We will be using the following libraries to explore and mine sentiment from all 7 books: dplyr stringr tidyr tidytext ggplot2 lexicon wordcloud reshape2
## Warning: package 'tidyr' was built under R version 4.1.3
## Warning: package 'dplyr' was built under R version 4.1.3
##
## Attaching package: 'dplyr'
## The following objects are masked from 'package:stats':
##
## filter, lag
## The following objects are masked from 'package:base':
##
## intersect, setdiff, setequal, union
## Warning: package 'stringr' was built under R version 4.1.3
## Warning: package 'tidytext' was built under R version 4.1.3
## Warning: package 'ggplot2' was built under R version 4.1.3
## Warning: package 'lexicon' was built under R version 4.1.3
## Warning: package 'wordcloud' was built under R version 4.1.3
## Loading required package: RColorBrewer
## Warning: package 'RColorBrewer' was built under R version 4.1.3
## Warning: package 'reshape2' was built under R version 4.1.3
##
## Attaching package: 'reshape2'
## The following object is masked from 'package:tidyr':
##
## smiths
After loading the “sherlock” library it is crucial to tidy the text as much as possible. Given that the package contains several books, the groupby() function will serve to separate them. Then, a mutate function along with a regular expression is used to detect each chapter. A filter() is used to remove any row values where chapter is equal to 0 (zero). Removing these rows will filter out any headers and table of contents in every book.Lastly, we tokenize our text data. Tokenization is the practice of splitting text into words or larger groups of words, such as sentences or paragraphs. For our purposes, we will tokenize at the single word level.
#devtools::install_github("EmilHvitfeldt/sherlock")
library(sherlock)
holm <- holmes %>%
group_by(book) %>%
mutate(chapter = cumsum(str_detect(text,
regex("^chapter [\\divxlc]",
ignore_case = TRUE)))) |>
filter(chapter != 0) |> #remove intro from all books
ungroup()
tidy_books <- holmes %>%
group_by(book) %>%
mutate(linenumber = row_number(),
chapter = cumsum(str_detect(text,
regex("^chapter [\\divxlc]",
ignore_case = TRUE)))) |>
filter(chapter != 0) %>%
ungroup() %>%
unnest_tokens(word, text)
Next we will initialize the three lexicons introduced in the textbook along with the lexicon of our choosing. For our choice, we will be using Sentiword. Aside from a dichotomous positive and negative sentiment, this lexicon includes a variable with a weighted score for each word.
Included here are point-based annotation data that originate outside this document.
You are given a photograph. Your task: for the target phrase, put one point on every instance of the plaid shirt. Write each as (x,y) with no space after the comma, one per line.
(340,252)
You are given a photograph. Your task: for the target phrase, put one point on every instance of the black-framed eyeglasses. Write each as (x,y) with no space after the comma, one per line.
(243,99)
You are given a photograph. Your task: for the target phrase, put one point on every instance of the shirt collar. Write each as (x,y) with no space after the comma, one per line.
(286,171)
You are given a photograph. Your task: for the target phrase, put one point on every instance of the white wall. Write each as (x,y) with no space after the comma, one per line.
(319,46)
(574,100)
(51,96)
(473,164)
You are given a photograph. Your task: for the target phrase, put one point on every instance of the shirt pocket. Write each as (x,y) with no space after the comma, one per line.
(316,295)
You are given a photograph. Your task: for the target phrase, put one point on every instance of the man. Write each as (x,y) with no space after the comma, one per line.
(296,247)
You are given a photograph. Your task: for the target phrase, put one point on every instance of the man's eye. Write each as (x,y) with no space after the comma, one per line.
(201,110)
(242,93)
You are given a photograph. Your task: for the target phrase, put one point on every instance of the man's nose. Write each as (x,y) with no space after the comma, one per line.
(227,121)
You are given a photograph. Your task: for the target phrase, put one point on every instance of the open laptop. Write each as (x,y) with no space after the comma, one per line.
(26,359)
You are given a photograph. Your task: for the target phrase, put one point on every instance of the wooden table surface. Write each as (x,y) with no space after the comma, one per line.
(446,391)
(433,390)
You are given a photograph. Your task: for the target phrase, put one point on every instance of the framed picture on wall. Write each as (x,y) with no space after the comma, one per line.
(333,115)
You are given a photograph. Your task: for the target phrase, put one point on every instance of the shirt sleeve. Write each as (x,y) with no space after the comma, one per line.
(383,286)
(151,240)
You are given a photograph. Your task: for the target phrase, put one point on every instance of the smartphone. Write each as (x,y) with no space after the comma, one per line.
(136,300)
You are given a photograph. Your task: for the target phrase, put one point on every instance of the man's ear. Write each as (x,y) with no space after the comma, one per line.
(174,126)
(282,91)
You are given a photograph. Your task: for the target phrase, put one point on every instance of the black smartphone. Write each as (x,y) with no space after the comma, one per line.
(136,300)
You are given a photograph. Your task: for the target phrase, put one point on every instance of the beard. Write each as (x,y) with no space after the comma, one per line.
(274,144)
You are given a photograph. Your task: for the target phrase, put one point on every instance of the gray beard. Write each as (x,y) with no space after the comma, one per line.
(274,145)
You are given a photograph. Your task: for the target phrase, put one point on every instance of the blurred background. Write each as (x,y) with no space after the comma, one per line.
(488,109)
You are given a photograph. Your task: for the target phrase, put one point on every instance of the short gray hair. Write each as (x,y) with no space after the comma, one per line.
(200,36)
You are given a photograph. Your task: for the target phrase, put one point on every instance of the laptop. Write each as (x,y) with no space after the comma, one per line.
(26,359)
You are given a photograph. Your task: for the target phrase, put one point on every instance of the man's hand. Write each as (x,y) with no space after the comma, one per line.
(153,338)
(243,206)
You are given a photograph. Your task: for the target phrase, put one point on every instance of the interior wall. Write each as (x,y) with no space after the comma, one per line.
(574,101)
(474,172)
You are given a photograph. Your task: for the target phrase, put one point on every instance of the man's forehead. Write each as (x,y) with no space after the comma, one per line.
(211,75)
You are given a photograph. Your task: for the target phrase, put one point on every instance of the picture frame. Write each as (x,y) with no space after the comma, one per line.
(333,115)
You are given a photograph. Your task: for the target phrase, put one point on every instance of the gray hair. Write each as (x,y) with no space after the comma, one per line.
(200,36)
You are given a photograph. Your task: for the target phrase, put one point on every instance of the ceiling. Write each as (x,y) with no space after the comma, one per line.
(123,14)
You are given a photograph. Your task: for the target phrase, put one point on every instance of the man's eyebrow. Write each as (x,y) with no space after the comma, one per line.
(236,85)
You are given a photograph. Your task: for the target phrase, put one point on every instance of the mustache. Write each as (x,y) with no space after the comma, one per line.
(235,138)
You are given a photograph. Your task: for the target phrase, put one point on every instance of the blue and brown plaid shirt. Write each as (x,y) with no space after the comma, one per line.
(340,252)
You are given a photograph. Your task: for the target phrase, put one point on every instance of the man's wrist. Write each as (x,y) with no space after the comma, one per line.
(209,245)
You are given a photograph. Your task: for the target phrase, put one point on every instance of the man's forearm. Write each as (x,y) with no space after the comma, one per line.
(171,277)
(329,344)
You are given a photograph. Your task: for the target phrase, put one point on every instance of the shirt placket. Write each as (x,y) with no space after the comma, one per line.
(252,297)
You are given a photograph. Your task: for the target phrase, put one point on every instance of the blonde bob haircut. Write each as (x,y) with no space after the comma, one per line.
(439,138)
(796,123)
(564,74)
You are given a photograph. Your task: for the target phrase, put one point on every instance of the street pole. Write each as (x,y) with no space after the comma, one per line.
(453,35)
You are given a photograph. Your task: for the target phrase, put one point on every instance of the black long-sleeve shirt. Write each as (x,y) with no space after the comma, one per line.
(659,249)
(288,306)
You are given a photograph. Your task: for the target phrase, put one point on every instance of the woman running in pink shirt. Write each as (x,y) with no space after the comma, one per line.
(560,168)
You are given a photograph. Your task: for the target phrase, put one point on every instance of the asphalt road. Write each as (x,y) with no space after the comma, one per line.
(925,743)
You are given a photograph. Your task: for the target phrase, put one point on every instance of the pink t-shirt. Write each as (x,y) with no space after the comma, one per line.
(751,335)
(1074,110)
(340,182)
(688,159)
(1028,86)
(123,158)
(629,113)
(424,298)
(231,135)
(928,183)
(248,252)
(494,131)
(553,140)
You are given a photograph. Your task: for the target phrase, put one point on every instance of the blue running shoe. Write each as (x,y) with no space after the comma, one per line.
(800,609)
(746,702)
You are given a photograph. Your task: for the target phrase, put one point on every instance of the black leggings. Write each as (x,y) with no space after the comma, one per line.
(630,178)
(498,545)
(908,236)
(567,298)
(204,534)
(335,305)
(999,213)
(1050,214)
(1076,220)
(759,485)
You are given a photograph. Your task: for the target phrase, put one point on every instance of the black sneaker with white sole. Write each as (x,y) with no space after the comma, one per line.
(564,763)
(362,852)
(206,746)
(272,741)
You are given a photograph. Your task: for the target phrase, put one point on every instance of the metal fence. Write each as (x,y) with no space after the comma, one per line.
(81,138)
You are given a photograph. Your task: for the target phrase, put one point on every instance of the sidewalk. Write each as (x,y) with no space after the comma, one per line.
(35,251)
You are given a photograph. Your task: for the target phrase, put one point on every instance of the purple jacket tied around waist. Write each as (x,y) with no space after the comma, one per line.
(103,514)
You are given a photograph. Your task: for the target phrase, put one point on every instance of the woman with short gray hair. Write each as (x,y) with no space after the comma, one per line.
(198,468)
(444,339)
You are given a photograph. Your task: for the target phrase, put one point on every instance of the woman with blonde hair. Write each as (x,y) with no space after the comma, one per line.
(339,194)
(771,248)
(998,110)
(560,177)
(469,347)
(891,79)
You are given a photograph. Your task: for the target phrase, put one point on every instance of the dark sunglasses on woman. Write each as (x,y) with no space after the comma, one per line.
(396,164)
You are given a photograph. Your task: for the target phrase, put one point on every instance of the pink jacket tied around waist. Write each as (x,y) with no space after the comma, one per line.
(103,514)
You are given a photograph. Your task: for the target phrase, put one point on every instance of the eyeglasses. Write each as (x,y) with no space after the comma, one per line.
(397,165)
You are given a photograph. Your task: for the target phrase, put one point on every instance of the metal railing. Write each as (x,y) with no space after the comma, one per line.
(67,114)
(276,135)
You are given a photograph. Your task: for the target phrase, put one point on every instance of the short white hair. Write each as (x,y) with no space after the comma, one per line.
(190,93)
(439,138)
afinn <- get_sentiments("afinn")
bing <- get_sentiments("bing")
nrc <- get_sentiments("nrc")
To extract joyful words we begin by filtering our nrc list to “joy”. We proceed to use an inner_join to be left with only matching words from both dataframes. Whats left now is to do count of words.
#Get joyful words from nrc
nrc_joy <- get_sentiments("nrc") %>%
filter(sentiment == "joy")
#Get count of joyful words from Holmes series
tidy_books %>%
inner_join(nrc_joy) %>%
count(word, sort = TRUE)
## Joining, by = "word"
## # A tibble: 378 x 2
## word n
## <chr> <int>
## 1 good 285
## 2 found 210
## 3 friend 154
## 4 hope 100
## 5 companion 88
## 6 treasure 77
## 7 true 55
## 8 save 53
## 9 remarkable 50
## 10 money 49
## # ... with 368 more rows
Another method can be used to text mine to evaluate sentiment at a deeper level is chunking - segmentation. Sometimes words on their own can be misleading (e.g.: “do not like”). The word “like” is negated by “not”. If we tokenize at a broader level, we may capture a more realistic sentiment. For our next example, we will segment our text to every 80 lines of text for each book. We will count both, the number of positive and the number negative words, and calculate the residual count (positive - negative). If the residual count is positive, we will assign the chunk as being in the positive side of sentiment, and vice versa.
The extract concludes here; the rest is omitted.